Zama, di Antonio Di Benedetto, è in libreria. Pubblichiamo oggi un estretto del prologo al romanzo a firma di Juan José Saer.
«Di Benedetto e il significato della letteratura»
di Juan José Saer
traduzione di Giulia Zavagna
Invano si tenterà di collocare Zama nelle categorie canoniche utilizzate dai nostri critici e storici della letteratura. Una recente enciclopedia, che ha dedicato pagine e pagine ad autori che una settimana dopo l’apparizione della loro consacrazione enciclopedica stavano già cadendo a pezzi, prodiga a Di Benedetto, prima di passare ad altro, un’etichetta lapidaria: «Pratica la letteratura sperimentale». Discriminazione che risulta curiosa, se si considera che la letteratura non ha modo di continuare a esistere se non essendo sperimentale – condizione sine qua non che la mantiene in vita dai tempi di Gilgamesh.

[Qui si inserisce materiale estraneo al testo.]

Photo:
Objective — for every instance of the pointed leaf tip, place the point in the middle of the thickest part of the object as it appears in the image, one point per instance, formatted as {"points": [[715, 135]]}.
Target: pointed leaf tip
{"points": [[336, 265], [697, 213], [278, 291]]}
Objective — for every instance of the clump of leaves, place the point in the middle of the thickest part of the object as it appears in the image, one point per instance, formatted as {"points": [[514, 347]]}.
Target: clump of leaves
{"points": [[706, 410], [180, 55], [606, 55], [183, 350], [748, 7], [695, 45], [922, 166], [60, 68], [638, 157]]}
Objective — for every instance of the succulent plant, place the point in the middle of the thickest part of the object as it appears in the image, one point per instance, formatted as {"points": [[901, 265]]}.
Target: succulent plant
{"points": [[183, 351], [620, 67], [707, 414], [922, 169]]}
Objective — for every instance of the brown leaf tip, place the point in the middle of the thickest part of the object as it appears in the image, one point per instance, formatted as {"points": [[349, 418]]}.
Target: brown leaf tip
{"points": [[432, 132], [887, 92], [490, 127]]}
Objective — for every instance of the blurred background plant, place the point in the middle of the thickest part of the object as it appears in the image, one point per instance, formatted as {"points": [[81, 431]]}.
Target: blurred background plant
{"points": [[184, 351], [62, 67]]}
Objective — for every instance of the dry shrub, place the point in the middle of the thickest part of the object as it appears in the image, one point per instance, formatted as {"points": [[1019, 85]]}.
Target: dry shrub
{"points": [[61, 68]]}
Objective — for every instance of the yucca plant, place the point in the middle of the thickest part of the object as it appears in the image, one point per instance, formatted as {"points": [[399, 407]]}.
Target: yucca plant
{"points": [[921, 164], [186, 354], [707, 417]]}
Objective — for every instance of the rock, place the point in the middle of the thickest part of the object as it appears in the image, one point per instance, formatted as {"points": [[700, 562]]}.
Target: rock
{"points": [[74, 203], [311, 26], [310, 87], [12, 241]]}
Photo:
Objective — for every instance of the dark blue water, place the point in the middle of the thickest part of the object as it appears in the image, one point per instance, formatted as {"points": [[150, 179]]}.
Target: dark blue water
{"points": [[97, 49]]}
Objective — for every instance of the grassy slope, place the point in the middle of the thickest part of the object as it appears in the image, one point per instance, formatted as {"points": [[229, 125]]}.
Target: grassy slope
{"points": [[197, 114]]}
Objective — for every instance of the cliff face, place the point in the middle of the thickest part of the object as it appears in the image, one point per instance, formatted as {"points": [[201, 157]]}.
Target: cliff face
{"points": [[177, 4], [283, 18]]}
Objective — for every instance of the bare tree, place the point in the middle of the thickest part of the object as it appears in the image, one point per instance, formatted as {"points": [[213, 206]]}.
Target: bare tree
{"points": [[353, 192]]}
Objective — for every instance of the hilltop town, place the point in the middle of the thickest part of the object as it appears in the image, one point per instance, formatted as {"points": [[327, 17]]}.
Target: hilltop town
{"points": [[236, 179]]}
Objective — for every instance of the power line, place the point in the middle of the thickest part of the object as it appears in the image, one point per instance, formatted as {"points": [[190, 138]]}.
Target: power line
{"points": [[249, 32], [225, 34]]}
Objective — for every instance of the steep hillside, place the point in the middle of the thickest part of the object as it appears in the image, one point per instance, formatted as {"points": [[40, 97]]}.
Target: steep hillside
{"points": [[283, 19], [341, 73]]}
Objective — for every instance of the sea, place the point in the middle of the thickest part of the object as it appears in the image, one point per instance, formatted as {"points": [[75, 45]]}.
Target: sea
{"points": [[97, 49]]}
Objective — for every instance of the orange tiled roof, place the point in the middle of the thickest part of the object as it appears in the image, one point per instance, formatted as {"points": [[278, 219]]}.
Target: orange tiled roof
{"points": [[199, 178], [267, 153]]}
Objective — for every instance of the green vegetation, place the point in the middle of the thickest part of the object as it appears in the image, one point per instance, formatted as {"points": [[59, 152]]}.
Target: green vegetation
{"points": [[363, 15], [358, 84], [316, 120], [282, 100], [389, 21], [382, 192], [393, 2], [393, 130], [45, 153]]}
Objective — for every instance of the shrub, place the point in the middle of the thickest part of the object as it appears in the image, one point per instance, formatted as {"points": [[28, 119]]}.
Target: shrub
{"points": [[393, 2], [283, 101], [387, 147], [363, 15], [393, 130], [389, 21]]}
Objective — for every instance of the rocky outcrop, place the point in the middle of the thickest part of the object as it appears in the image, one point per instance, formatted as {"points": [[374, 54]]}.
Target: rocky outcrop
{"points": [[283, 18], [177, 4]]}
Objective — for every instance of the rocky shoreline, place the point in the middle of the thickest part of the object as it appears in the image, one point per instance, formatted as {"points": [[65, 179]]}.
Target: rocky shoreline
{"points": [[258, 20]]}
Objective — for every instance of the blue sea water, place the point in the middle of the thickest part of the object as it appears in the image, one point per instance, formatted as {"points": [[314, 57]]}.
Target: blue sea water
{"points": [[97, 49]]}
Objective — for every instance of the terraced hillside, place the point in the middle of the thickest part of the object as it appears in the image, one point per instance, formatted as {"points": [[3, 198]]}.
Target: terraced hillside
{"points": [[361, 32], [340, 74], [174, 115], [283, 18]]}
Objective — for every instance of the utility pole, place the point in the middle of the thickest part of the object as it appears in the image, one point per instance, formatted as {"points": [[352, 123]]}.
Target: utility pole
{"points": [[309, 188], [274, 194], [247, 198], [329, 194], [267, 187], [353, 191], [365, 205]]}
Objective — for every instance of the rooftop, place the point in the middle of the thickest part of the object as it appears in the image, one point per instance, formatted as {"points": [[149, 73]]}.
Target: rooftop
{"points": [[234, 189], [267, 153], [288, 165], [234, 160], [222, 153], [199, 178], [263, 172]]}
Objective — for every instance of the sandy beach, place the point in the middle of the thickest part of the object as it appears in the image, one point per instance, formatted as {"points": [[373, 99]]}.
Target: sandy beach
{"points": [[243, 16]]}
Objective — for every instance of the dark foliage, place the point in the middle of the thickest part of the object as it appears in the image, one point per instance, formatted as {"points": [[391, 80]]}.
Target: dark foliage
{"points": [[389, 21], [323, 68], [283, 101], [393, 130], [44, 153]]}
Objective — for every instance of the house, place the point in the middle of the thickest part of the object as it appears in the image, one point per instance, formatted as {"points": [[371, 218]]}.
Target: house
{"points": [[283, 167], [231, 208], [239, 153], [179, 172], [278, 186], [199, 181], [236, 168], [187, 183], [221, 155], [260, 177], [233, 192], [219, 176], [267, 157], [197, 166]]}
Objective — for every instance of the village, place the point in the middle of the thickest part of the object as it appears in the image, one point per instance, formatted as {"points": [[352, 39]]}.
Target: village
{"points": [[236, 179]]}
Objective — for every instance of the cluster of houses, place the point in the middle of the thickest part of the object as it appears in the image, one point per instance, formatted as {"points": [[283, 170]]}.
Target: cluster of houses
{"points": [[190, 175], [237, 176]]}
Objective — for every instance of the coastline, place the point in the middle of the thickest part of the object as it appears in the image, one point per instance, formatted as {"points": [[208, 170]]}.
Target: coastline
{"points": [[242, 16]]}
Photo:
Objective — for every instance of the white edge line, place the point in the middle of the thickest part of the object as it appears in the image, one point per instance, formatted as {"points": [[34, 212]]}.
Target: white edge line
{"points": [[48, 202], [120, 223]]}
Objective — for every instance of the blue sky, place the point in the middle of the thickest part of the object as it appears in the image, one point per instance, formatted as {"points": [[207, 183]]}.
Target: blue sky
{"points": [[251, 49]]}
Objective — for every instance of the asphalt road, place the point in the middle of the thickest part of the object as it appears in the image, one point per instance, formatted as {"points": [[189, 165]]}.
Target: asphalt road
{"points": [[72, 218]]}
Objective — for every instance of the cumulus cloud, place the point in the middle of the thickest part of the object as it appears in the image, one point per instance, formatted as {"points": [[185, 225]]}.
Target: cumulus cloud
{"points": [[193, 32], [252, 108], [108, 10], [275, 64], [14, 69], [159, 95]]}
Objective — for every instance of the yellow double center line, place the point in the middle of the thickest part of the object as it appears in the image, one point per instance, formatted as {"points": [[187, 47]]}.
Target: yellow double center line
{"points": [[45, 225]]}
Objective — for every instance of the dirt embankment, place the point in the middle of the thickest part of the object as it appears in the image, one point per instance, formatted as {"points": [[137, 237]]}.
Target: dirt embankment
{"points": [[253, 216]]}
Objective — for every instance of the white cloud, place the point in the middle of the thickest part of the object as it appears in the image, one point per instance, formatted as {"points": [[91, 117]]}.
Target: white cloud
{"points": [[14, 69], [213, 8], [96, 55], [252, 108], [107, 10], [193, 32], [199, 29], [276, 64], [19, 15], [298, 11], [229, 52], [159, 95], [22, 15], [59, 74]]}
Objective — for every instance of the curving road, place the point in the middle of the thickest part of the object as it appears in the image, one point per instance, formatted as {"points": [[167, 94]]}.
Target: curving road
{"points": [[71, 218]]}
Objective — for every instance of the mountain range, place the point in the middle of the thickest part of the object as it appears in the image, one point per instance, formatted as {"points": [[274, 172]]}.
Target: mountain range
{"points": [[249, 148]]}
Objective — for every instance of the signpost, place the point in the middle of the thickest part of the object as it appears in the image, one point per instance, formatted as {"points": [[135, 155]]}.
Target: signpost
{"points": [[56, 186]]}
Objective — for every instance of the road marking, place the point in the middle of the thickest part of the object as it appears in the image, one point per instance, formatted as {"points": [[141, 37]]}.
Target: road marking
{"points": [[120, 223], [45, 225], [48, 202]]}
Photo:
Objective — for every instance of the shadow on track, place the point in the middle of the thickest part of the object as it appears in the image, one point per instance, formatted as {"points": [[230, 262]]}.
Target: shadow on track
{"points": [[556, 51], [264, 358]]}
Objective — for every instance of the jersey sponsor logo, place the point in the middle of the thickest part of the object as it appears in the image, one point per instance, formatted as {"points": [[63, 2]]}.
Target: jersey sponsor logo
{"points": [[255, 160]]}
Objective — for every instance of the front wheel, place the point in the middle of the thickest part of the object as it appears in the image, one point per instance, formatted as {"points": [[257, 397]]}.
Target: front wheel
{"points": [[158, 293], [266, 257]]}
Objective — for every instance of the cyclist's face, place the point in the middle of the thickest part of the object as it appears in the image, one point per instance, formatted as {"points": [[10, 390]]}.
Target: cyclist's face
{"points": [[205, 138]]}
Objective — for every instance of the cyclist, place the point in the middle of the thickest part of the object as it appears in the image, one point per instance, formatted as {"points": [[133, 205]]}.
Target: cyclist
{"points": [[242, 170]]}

L’anonimo giornalista autore di tale frase senz’altro distingue la letteratura sperimentale con il fine preciso di far notare che non vale la pena di occuparse. Né fantastico né realista, né urbano né rurale, né classico né avanguardista, né escapista né engagé, Zama, precisamente poiché non rientra in nessuna casella preparata in precedenza dai copisti nelle nostri riviste e delle nostre università, è destinato a brillare di luce propria e a mostrarci, a raffiche, a ogni nuova lettura, zone segrete di noi stessi che l’abitudine a queste false classificazioni adombra. Questa narrazione, che sembra raccontarci fatti trascorsi quasi due secoli fa, racconta invece noi stessi, i suoi lettori.
Zama è, non il nostro specchio, ma un nostro strumento – nel senso musicale e operativo del vocabolo. Imparando a suonarlo sentiremo, dopo un istante, la nostra stessa canzone, che non è altro che un torbido brusio, soggettivo, continuo e universale e che, pieno di suono e di furia, non significa propriamente nulla, ma qualcosa di preciso, previamente determinato, dato una volta e per sempre e che possa esimerci dallo stato di difficile lucidità, un insieme di insonnia e sonnolenza, in cui si dibattono le nostre vite. Si dirà che tutto ciò non è altro che irrazionalità ed escapismo. Io vorrei far notare, tuttavia, che se accettiamo per un momento la vuota catagoria di romanzo americano, astratto e sciovinista, e adottiamo il punto di vista di chi la utilizza, tra tutti i romanzi che hanno preteso quel titolo negli ultimi trent’anni Zama sarebbe il primo a meritarlo, nonostante il folklore, nonostante gli aneddoti e nonostante il furbo accademicismo che pullulano nell’attualità e che si pretende di far passare come un nuovo romanzo.
Zama non si abbassa alla demagogia del meraviglioso né all’illustrazione di tesi sociologiche; non si ostina a ripeterci vecchie cronache familairi che marciscono nei romanzi borghesi dalla fine del XIX secolo; non divide la realtà, che è problematica, in nazioni; non pretende di essere la summa di alcun gruppo o luogo; non dà al lettore ciò che il lettore si aspetta, perché i pregiudizi dell’epoca non hanno condizionato il suo autore inducendolo a scrivere ciò che il suo pubblico gli impone; non onora rivoluzioni né eroi di dubbia provenienza, e tuttavia, nonostante la sua austerità, il suo laconismo, nonostante sia il romanzo dell’attesa e della solitudine, non fa altro che rappresentare a suo modo, obliquamente, la condizione profonda dell’America, che trema, fragile, in ognuno di noi. Nulla di più lontano da Zama che l’esaltazione patriottica, la falsa storicità, il colore locale. L’agonia oscura di Zama è solidale a quella del continente in cui quell’agonia ha luogo.
Un’ultima osservazione: esiste uno stile Di Benedetto, riconoscibile anche visualmente, nello stesso modo in cui esiste uno stile Macedonio, o Borges, o Juan L. Ortiz. Tale merito può senz’altro essere secondario; ma che io sappia non lo troveremo, in Argentina, in nessun altro narratore contemporaneo di Di Benedetto.